Friday, November 10, 2017

WOMEN’S DIPSEA HIKE CENTENNIAL, APRIL 21, 2018

On April 21, 1918, the inaugural Women’s Dipsea Hike drew 307 entrants. The 14th Dipsea Race, held five months later, had 80 finishers (all men; women were not officially admitted until 1971) and there were never more than 300 finishers until 1966. Though called a “hike” to bypass the Amateur Athletic Union’s national ban on women participating in distance races, it was a bona fide race with winner Edith Hickman’s time of 1:18:48 achievable only by fast running.
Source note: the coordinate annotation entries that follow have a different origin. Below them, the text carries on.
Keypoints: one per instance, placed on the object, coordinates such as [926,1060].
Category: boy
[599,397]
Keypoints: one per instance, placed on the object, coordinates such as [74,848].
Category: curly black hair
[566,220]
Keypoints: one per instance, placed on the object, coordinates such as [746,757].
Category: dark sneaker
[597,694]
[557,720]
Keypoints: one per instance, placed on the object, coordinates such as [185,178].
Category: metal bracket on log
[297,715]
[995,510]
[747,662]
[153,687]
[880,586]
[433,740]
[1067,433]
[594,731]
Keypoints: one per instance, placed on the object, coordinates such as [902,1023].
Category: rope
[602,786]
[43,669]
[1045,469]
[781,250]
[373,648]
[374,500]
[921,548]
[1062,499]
Four additional Hikes were held with Mill Valley’s Emma Reiman, later selected as a charter member of the Dipsea Hall of Fame, winning twice with a best of 1:12:06. The Hikes, staged ten years before women were first allowed to run track in the Olympic Games (in 1928, with the 1500 meters not added until 1972 and the marathon in 1984) were truly pioneering events in the still evolving battle for equality for women in sports, and well beyond. 
But, bowing to cries that such strenuous efforts were dangerous to women’s reproductive organs, and that women’s distance running was somehow unseemly, the Hikes were cancelled after 1922. On Saturday morning, April 21, 2018, the exact 100th anniversary of the first Hike, the Dipsea Race Committee, in association with One Tam, will stage a commemorative Centennial celebration. Five hundred women—the limit set by land managers—will run and walk the full 7.2 miles of the Dipsea Trail from Mill Valley to Stinson Beach. After will be a lunch at the Stinson Beach Community Center with featured speakers including Joan Ullyot, who won a Dipsea Race black shirt in 1972 and whose book “Women’s Running” helped popularize the sport, and Rita Liberti, a college professor who wrote her graduate dissertation on the Women’s Hikes.
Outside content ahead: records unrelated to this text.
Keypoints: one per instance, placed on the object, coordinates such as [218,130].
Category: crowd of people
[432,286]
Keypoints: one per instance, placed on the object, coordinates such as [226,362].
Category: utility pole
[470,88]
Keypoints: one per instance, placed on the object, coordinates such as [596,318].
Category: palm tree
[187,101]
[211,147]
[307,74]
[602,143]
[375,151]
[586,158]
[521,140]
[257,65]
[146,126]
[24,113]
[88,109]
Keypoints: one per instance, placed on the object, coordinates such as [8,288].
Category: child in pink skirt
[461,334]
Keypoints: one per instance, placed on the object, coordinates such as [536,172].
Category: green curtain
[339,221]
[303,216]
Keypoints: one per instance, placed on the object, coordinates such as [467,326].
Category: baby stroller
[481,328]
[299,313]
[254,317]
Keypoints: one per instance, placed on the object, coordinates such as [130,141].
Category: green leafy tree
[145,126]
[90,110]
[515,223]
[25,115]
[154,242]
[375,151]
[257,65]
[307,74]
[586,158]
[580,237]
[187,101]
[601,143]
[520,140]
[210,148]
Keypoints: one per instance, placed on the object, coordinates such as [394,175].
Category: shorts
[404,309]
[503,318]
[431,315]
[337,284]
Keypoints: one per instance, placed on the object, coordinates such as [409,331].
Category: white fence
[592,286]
Entry to the Centennial Hike and to the luncheon will open in January; check the Dipsea Race website, www.dipsea.org. No same day registration will be permitted. All entrants will wear a hand-drawn, cloth bib number, in the style of the original Hikes, and receive either a commemorative t-shirt or head scarf. Period dress is encouraged, and prizes will be awarded for the most authentic attire.
All participants begin together (no handicapping) at 9 a.m. in Mill Valley’s Old Mill Park, .3 miles up Throckmorton Avenue from downtown. Participants may run or walk as they choose but must stay on the Dipsea Trail (no shortcuts whatsoever) and the event is non-competitive, with no finish prizes or recording of finishing order. After, everyone is welcome to enjoy One Tam’s Earth Day weekend festivities at Stinson Beach. Due to space considerations at the Stinson Beach Community Center, the lunch there is limited to 150 (men OK) and requires a separate entry form and fee. Return shuttle bus rides to Mill Valley will be offered on a first-come basis.

The 75th anniversary of the Women’s Hikes was celebrated in 1993 and two participants attended. The last Hike survivor, Helen Signorio Stratta, died in 2009 at age 107. Hike descendants are especially encouraged to participate. Indeed, Barbara Van Meurs, the daughter of 1918 winner Edith Hickman, will serve as honorary starter, assisted by her own daughter and granddaughter.